Announcement

Collapse
No announcement yet.
X
  • Filter
  • Time
  • Show
Clear All
new posts

  • Calculating Blau index

    Dear Statalist users,

    I have a question that I cannot seem to figure out myself. I have looked at the forums, and although I have found many helpful topics (like: https://www.statalist.org/forums/for...kill-diversity), the situation does not apply to me. I have also figured out that there appear to be many names for the Blau-index, like the Simpson's, Herfindahl’s, and Herfindahl-Hirschman’s. In this post, I will explain as clearly as I can what I try to achieve.

    I have the dataset below, which consists of directors per firm per year, along with the number of awards they have received. I want to capture the heterogeneity in the number of awards in a board year. However, since the Blau-Index requires categories, and Awards is a count vaiable, I need to create the category myself. Therefore, I want to use the mean of the sample, which in this case is 53. My categories for the Blau-index thus exist of: 1. above 53, and 2. below 53.
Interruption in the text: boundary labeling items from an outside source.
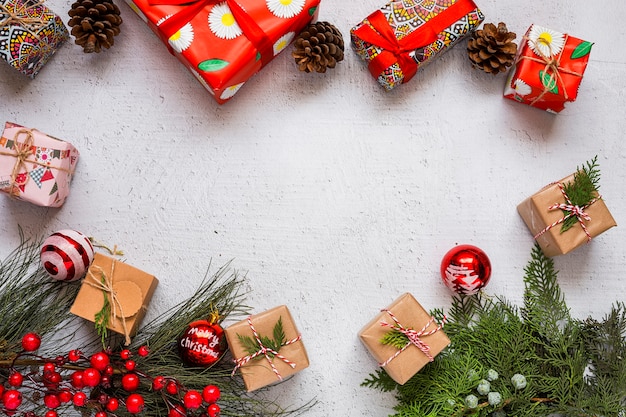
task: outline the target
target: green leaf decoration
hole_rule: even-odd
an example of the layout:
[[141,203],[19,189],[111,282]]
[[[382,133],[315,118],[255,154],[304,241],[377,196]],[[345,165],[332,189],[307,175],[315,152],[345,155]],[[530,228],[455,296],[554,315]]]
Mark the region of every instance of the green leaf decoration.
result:
[[592,46],[592,42],[583,41],[580,45],[576,47],[576,49],[572,51],[571,59],[578,59],[584,57],[585,55],[589,55]]
[[[616,302],[603,319],[576,319],[557,278],[553,260],[535,245],[521,306],[501,296],[457,295],[446,324],[449,348],[403,385],[384,368],[361,385],[395,397],[394,417],[625,415],[626,305]],[[478,390],[485,384],[489,393]]]
[[541,78],[541,83],[549,92],[559,94],[559,86],[556,85],[556,77],[545,71],[539,71],[539,78]]
[[224,69],[229,65],[230,65],[230,62],[228,61],[224,61],[223,59],[219,59],[219,58],[213,58],[213,59],[207,59],[199,63],[198,69],[200,71],[205,71],[205,72],[215,72],[215,71]]
[[[278,318],[278,321],[274,325],[274,329],[272,333],[273,333],[273,337],[259,335],[259,339],[261,339],[261,343],[263,344],[263,346],[278,352],[280,351],[280,348],[283,346],[283,344],[287,341],[287,337],[285,336],[285,331],[283,330],[283,318],[282,317]],[[255,338],[250,337],[250,336],[242,336],[239,333],[237,333],[237,338],[239,339],[239,342],[241,343],[243,348],[246,350],[248,355],[254,355],[259,350],[261,350],[261,346],[259,345],[259,342],[257,342]],[[271,352],[268,352],[268,355],[270,357],[274,356]]]
[[[565,194],[569,197],[573,205],[582,207],[587,204],[598,194],[600,188],[600,168],[598,167],[598,155],[593,157],[591,161],[587,161],[581,168],[576,168],[574,180],[567,184],[563,184]],[[563,211],[563,215],[570,214]],[[568,217],[561,224],[561,233],[569,230],[578,223],[576,216]]]

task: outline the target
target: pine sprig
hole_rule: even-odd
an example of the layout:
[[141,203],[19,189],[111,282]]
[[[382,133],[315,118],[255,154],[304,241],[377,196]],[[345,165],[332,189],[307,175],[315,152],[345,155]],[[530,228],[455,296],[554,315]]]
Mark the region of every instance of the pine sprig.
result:
[[538,246],[524,283],[521,309],[499,297],[454,297],[451,344],[434,362],[404,385],[384,369],[362,385],[395,390],[394,417],[626,415],[624,303],[601,321],[574,320]]
[[[287,337],[285,336],[285,331],[283,329],[282,317],[278,318],[278,321],[276,322],[272,330],[272,334],[273,337],[259,335],[259,339],[261,340],[263,346],[270,350],[278,352],[283,344],[285,344],[285,342],[287,341]],[[239,342],[244,347],[248,355],[254,355],[262,348],[259,342],[253,337],[244,336],[237,333],[237,338],[239,339]],[[267,354],[270,356],[270,358],[274,357],[274,354],[272,352],[267,352]]]
[[[573,205],[582,207],[587,204],[598,194],[600,188],[600,168],[598,165],[598,156],[593,157],[591,161],[587,161],[580,168],[576,168],[574,180],[564,184],[564,191],[569,197]],[[563,211],[563,215],[571,214]],[[561,233],[569,230],[578,223],[576,216],[568,217],[561,225]]]

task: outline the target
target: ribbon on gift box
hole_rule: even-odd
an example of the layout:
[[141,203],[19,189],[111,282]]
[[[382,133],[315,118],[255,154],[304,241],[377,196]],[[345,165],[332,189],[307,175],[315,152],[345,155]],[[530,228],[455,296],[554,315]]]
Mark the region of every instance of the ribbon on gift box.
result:
[[17,25],[24,28],[28,28],[30,26],[30,28],[34,30],[40,29],[41,27],[45,26],[46,23],[41,18],[29,17],[26,12],[29,9],[34,9],[37,6],[41,6],[42,4],[43,2],[40,1],[30,6],[21,8],[20,10],[15,7],[15,11],[13,12],[9,10],[5,5],[0,4],[0,14],[5,15],[5,17],[0,19],[0,28]]
[[383,12],[376,10],[366,19],[369,25],[362,25],[354,34],[382,49],[368,64],[368,69],[374,77],[378,77],[387,68],[398,63],[404,74],[403,82],[407,82],[418,70],[417,62],[409,54],[435,42],[441,32],[475,9],[476,5],[472,0],[458,0],[402,39],[396,37],[394,28]]
[[[42,167],[50,168],[50,169],[56,169],[57,171],[67,172],[70,175],[74,173],[73,170],[65,169],[63,167],[55,167],[54,165],[49,165],[47,163],[28,159],[31,155],[35,153],[37,149],[37,147],[34,144],[35,137],[33,136],[33,130],[34,129],[20,129],[17,132],[15,132],[15,135],[13,136],[14,152],[0,151],[0,155],[14,156],[16,159],[15,165],[13,166],[13,171],[11,171],[11,182],[9,184],[11,188],[10,194],[14,197],[19,195],[19,191],[18,191],[19,187],[25,186],[26,183],[28,182],[28,179],[30,178],[28,175],[26,175],[24,178],[24,181],[19,182],[17,180],[17,177],[20,171],[22,171],[22,169],[26,173],[29,172],[28,168],[26,167],[27,162],[35,164],[35,165],[39,165]],[[18,141],[19,136],[22,134],[26,135],[26,139],[24,140],[24,142],[19,142]]]
[[[184,6],[184,8],[170,16],[162,24],[159,25],[159,35],[163,42],[167,45],[170,53],[173,53],[169,39],[186,23],[190,22],[198,13],[207,6],[216,5],[224,2],[224,0],[149,0],[148,4]],[[226,5],[230,8],[235,21],[241,28],[244,36],[254,45],[259,52],[261,64],[267,64],[274,56],[273,43],[261,27],[254,19],[241,7],[235,0],[225,0]]]
[[389,362],[391,362],[392,360],[394,360],[395,358],[398,357],[398,355],[400,355],[402,352],[404,352],[409,346],[413,345],[415,347],[417,347],[419,350],[421,350],[424,355],[426,355],[426,357],[428,357],[428,360],[430,362],[432,362],[434,360],[433,356],[430,354],[430,346],[428,346],[428,344],[426,344],[421,338],[423,336],[430,336],[432,334],[437,333],[439,330],[441,330],[444,326],[444,324],[446,323],[446,317],[443,317],[443,320],[441,322],[441,324],[439,324],[437,327],[435,327],[432,330],[426,331],[426,329],[428,329],[428,327],[431,325],[431,323],[433,323],[435,321],[434,317],[430,317],[430,320],[428,320],[428,322],[426,322],[426,324],[424,325],[424,327],[422,327],[421,330],[415,330],[415,329],[410,329],[407,327],[404,327],[400,321],[396,318],[396,316],[388,309],[383,309],[381,310],[383,312],[386,312],[387,314],[389,314],[389,317],[391,317],[391,319],[394,321],[395,324],[390,324],[387,323],[386,321],[381,321],[380,325],[383,327],[391,327],[392,330],[391,331],[397,331],[402,333],[403,335],[405,335],[409,340],[406,343],[406,345],[404,345],[401,349],[398,349],[398,351],[396,353],[394,353],[391,357],[389,357],[389,359],[387,359],[384,362],[379,363],[379,366],[387,366],[389,364]]
[[[567,44],[568,38],[569,36],[565,34],[565,40],[563,42],[563,45]],[[562,48],[559,54],[556,57],[553,57],[552,47],[550,43],[546,42],[543,38],[539,38],[536,42],[533,41],[532,39],[529,39],[527,36],[524,36],[522,39],[529,43],[533,43],[535,45],[539,42],[542,42],[544,45],[548,47],[548,51],[550,51],[549,55],[545,55],[541,51],[541,48],[535,47],[533,48],[533,52],[535,52],[539,56],[539,58],[526,56],[526,55],[520,55],[519,58],[517,59],[517,62],[521,60],[529,60],[529,61],[537,62],[539,64],[545,64],[545,67],[543,68],[543,71],[540,71],[540,74],[549,74],[548,77],[542,77],[541,79],[541,83],[543,84],[543,91],[528,104],[530,106],[534,106],[535,103],[539,102],[543,98],[543,96],[551,92],[555,86],[558,88],[558,85],[560,85],[563,89],[563,97],[565,98],[565,100],[568,100],[569,96],[567,94],[565,81],[563,81],[563,77],[561,77],[561,73],[574,75],[576,77],[582,77],[583,74],[579,72],[575,72],[575,71],[570,71],[566,68],[561,67],[561,55],[563,55],[563,51],[565,48]]]
[[[252,334],[254,335],[254,339],[256,340],[257,344],[259,345],[259,350],[257,350],[256,352],[254,352],[251,355],[247,355],[244,356],[242,358],[239,359],[235,359],[235,369],[233,369],[233,372],[231,373],[231,375],[235,375],[235,372],[237,372],[237,369],[241,368],[242,366],[244,366],[245,364],[247,364],[248,362],[250,362],[251,360],[263,355],[265,356],[265,359],[267,359],[267,362],[270,364],[270,367],[272,368],[272,371],[274,372],[274,374],[276,374],[276,377],[282,381],[283,377],[280,374],[280,372],[278,372],[278,369],[276,369],[276,366],[274,365],[274,363],[272,362],[272,358],[270,357],[270,354],[277,357],[278,359],[282,360],[283,362],[285,362],[287,365],[291,366],[292,368],[296,367],[296,364],[293,363],[292,361],[290,361],[289,359],[287,359],[286,357],[284,357],[283,355],[281,355],[280,353],[278,353],[277,351],[275,351],[272,348],[269,348],[267,346],[265,346],[263,344],[263,342],[261,341],[261,338],[259,337],[258,332],[256,331],[256,329],[254,328],[254,325],[252,324],[252,318],[249,316],[248,317],[248,325],[250,326],[250,330],[252,330]],[[282,343],[280,346],[287,346],[287,345],[291,345],[293,343],[296,343],[298,341],[300,341],[302,339],[302,335],[299,334],[297,337],[291,339],[291,340],[287,340],[286,342]]]
[[557,209],[563,210],[567,212],[567,214],[561,217],[559,220],[555,221],[554,223],[546,226],[539,233],[537,233],[534,236],[534,238],[537,239],[539,236],[543,235],[544,233],[546,233],[548,230],[552,229],[553,227],[563,223],[565,220],[569,219],[570,217],[576,216],[576,218],[578,219],[578,223],[580,223],[580,227],[583,229],[583,231],[587,235],[587,242],[590,242],[591,234],[589,233],[589,230],[587,230],[585,221],[591,221],[591,217],[587,213],[585,213],[585,209],[589,207],[590,205],[592,205],[593,203],[595,203],[596,201],[600,200],[602,196],[598,195],[596,198],[592,199],[584,206],[577,206],[575,204],[572,204],[572,201],[570,200],[569,196],[565,192],[565,186],[562,183],[559,183],[558,185],[559,185],[559,190],[561,190],[561,194],[563,194],[563,197],[565,198],[565,201],[567,204],[554,203],[550,207],[548,207],[548,210],[557,210]]

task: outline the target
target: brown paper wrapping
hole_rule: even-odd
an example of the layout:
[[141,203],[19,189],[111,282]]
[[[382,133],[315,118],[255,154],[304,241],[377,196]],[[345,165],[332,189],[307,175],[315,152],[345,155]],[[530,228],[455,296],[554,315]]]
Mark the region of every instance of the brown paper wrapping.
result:
[[[263,313],[255,314],[251,316],[251,320],[252,325],[259,335],[272,337],[274,334],[274,326],[281,317],[283,330],[287,340],[297,338],[300,333],[298,332],[298,329],[293,321],[293,317],[291,316],[287,306],[281,305]],[[242,320],[232,326],[229,326],[224,330],[224,333],[226,334],[226,340],[233,358],[240,359],[248,356],[249,353],[241,345],[239,338],[237,337],[237,334],[254,337],[247,320]],[[304,348],[302,340],[290,345],[282,346],[278,353],[296,364],[295,368],[292,368],[279,358],[274,357],[272,359],[272,363],[278,370],[283,380],[309,366],[309,358],[306,354],[306,349]],[[280,382],[280,379],[278,379],[269,362],[263,355],[241,366],[239,371],[241,371],[243,382],[248,392]]]
[[[109,274],[113,262],[115,262],[115,268],[113,277],[110,277]],[[124,334],[125,324],[128,335],[133,336],[137,332],[139,324],[145,315],[146,307],[159,281],[153,275],[147,274],[133,266],[96,253],[94,261],[89,267],[87,276],[70,309],[70,313],[91,322],[95,321],[96,313],[102,310],[104,305],[105,292],[90,285],[88,282],[97,285],[94,277],[99,280],[102,273],[106,274],[109,279],[112,279],[115,297],[121,304],[125,321],[124,323],[121,317],[111,317],[107,328],[116,333]],[[109,298],[109,303],[113,306],[111,295],[107,294],[107,297]]]
[[[574,174],[542,188],[517,206],[518,213],[533,236],[536,236],[548,225],[563,218],[564,214],[561,210],[549,210],[548,208],[555,203],[565,203],[558,184],[572,181],[574,181]],[[591,217],[591,221],[583,221],[592,238],[613,226],[617,226],[602,199],[587,207],[585,213]],[[587,243],[587,241],[587,235],[580,224],[574,225],[565,233],[561,233],[561,225],[558,224],[537,237],[537,243],[546,256],[564,255]]]
[[[419,302],[409,293],[401,295],[396,299],[387,310],[391,311],[396,319],[406,328],[419,330],[430,320],[431,316],[420,305]],[[391,345],[383,345],[380,343],[383,336],[391,330],[390,327],[381,326],[380,322],[386,321],[393,324],[393,320],[389,313],[383,311],[378,314],[372,321],[367,323],[359,332],[359,338],[367,347],[370,353],[376,358],[378,363],[385,362],[392,357],[398,349]],[[426,331],[437,328],[437,323],[432,322]],[[421,340],[430,347],[430,354],[435,357],[446,346],[450,344],[450,339],[439,330],[432,335],[423,336]],[[385,366],[385,371],[398,384],[403,385],[413,375],[419,372],[430,359],[417,346],[410,345],[406,350],[400,353],[396,358]]]

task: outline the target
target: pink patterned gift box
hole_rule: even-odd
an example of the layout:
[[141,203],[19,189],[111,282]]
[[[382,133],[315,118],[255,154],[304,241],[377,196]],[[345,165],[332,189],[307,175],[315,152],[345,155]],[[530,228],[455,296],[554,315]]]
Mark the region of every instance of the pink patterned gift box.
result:
[[42,1],[0,0],[0,58],[35,78],[70,34]]
[[0,137],[0,191],[38,206],[60,207],[78,156],[68,142],[7,122]]

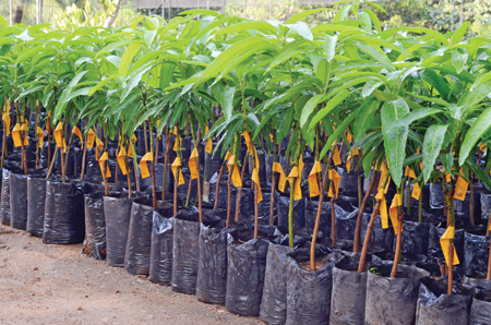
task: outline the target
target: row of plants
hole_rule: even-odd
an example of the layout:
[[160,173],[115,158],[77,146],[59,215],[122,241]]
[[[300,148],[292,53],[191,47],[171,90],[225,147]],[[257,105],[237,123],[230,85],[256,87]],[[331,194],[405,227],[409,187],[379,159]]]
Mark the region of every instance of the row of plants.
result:
[[[446,293],[459,292],[460,285],[453,281],[454,265],[459,264],[454,243],[456,225],[479,226],[474,219],[474,188],[482,182],[491,189],[487,149],[491,135],[491,39],[466,38],[468,23],[445,35],[423,27],[382,31],[372,11],[383,11],[380,5],[349,0],[336,4],[340,10],[333,22],[313,27],[302,20],[328,9],[304,11],[285,23],[191,10],[169,22],[139,16],[129,26],[113,29],[57,31],[47,24],[8,26],[0,20],[0,101],[5,103],[2,168],[10,169],[9,162],[16,161],[15,169],[26,176],[45,170],[48,182],[69,184],[75,181],[68,176],[87,180],[91,173],[92,181],[101,178],[105,197],[112,195],[113,184],[122,182],[132,209],[127,217],[119,215],[123,209],[112,210],[111,218],[130,222],[130,215],[145,215],[152,227],[154,212],[176,217],[173,246],[182,246],[184,252],[192,241],[197,246],[200,224],[217,226],[214,217],[221,216],[219,233],[225,244],[227,236],[233,243],[227,251],[229,258],[233,256],[232,248],[248,246],[250,240],[262,243],[258,244],[264,260],[262,281],[264,272],[267,280],[267,241],[263,239],[271,236],[265,231],[270,228],[261,224],[276,227],[283,219],[291,249],[283,253],[292,254],[290,257],[297,258],[301,269],[294,272],[294,278],[303,273],[311,277],[326,269],[332,272],[333,262],[356,256],[348,268],[356,265],[356,276],[366,286],[371,276],[424,277],[400,265],[405,264],[403,225],[405,215],[410,215],[411,197],[418,202],[418,221],[423,221],[424,189],[439,185],[443,202],[438,213],[446,228],[441,238],[446,262],[442,275],[447,279]],[[10,142],[15,149],[9,149]],[[69,161],[75,151],[81,168],[70,173]],[[214,179],[202,171],[206,169],[205,156],[218,161]],[[164,164],[157,170],[159,159]],[[339,184],[350,173],[356,173],[354,201],[358,207],[351,233],[354,255],[339,253],[336,233]],[[223,181],[227,197],[220,209]],[[241,200],[250,191],[246,185],[253,193],[248,214],[251,219],[241,219]],[[145,191],[153,209],[143,213],[133,198],[145,196]],[[287,215],[276,209],[279,195],[288,196]],[[306,196],[318,206],[311,236],[303,236],[304,229],[295,220],[296,202]],[[456,201],[465,201],[466,196],[470,213],[462,216],[456,212]],[[264,198],[268,198],[267,221],[260,220]],[[324,202],[327,200],[328,205]],[[171,203],[171,212],[166,202]],[[46,204],[46,210],[55,208],[48,207],[48,200]],[[194,204],[195,214],[191,208]],[[366,212],[370,215],[366,216]],[[196,217],[195,231],[178,236],[177,220],[189,221],[189,214]],[[52,215],[56,210],[43,215],[43,236],[47,218],[56,219]],[[330,233],[320,231],[326,216],[331,217]],[[108,216],[105,218],[105,229],[109,229]],[[363,218],[368,225],[361,242]],[[378,218],[380,225],[375,225]],[[56,222],[48,226],[56,228]],[[238,234],[238,229],[249,226],[251,238]],[[392,228],[396,237],[393,261],[382,266],[373,266],[376,263],[369,252],[376,226]],[[123,231],[121,239],[130,256],[132,246],[127,246],[127,240],[134,236],[125,234],[135,231],[132,229]],[[146,234],[149,240],[151,233]],[[309,253],[292,251],[298,249],[296,237],[309,240]],[[327,244],[330,254],[318,240]],[[109,252],[108,243],[108,261]],[[188,258],[196,262],[195,273],[200,260],[196,252],[188,252]],[[270,252],[274,252],[271,245]],[[149,258],[149,252],[145,256]],[[123,257],[128,262],[128,256]],[[183,269],[172,268],[169,282],[177,291],[191,293],[196,290],[200,274],[194,274],[194,289],[183,289],[180,278],[184,277],[182,281],[189,285],[183,264]],[[200,264],[202,273],[203,267]],[[367,279],[368,268],[373,272]],[[491,280],[491,265],[481,272]],[[224,286],[227,297],[228,280]],[[311,281],[313,292],[315,287],[326,286],[316,281]],[[333,282],[330,286],[336,287]],[[301,304],[299,297],[309,297],[309,290],[294,285],[291,290],[288,285],[289,324],[308,320],[295,306]],[[420,280],[412,285],[412,292],[417,292]],[[262,294],[262,287],[258,290]],[[376,305],[378,299],[368,294],[366,287],[363,292],[367,302],[366,294],[360,294],[362,316],[376,323],[374,320],[382,316],[373,315],[372,310],[369,313],[368,308],[366,315],[364,305]],[[323,301],[331,306],[331,294]],[[250,308],[255,311],[250,314],[259,313],[259,302]],[[240,308],[231,306],[237,301],[228,302],[227,298],[226,303],[229,310],[241,313]],[[408,305],[400,309],[404,324],[410,324],[416,315],[416,302],[414,308]],[[328,318],[328,308],[322,310],[320,318],[325,320],[326,313]]]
    My question is thus: how could I calculate the Blau-Index by CompanyID and Year, with the category stated above (above/below the mean)?

    Code:
    clear
    input int(CompanyID Year DirectorID) str1 Gender int Awards
    1111 2008 4854 "M"  45
    1111 2008 2938 "F"  14
    1111 2008 4927 "F" 120
    1111 2008 9068 "M"  76
    1111 2009 4854 "M"  45
    1111 2009 2938 "F"  76
    1111 2010 4854 "M"  46
    2222 2008 4275 "F"  54
    2222 2009 5827 "M"  65
    2222 2009 5283 "M"  34
    2222 2010 6912 "M"  12
    2222 2010 4917 "F"  43
    2222 2010 4854 "M"  59
    end
    Note, I have tried the following:

    Code:
    gen AwardsDummy = 0
    replace  AwardsDummy = 1 if Awards>53
    bysort CompanyID Year: divcat AwardsDummy , gv gen_gv(H_AwardsDummy)
    And although this works for the snippet of my data above, it does not seem to work for my whole dataset. I get an error 'too many values', which may be correct, since my dataset is big.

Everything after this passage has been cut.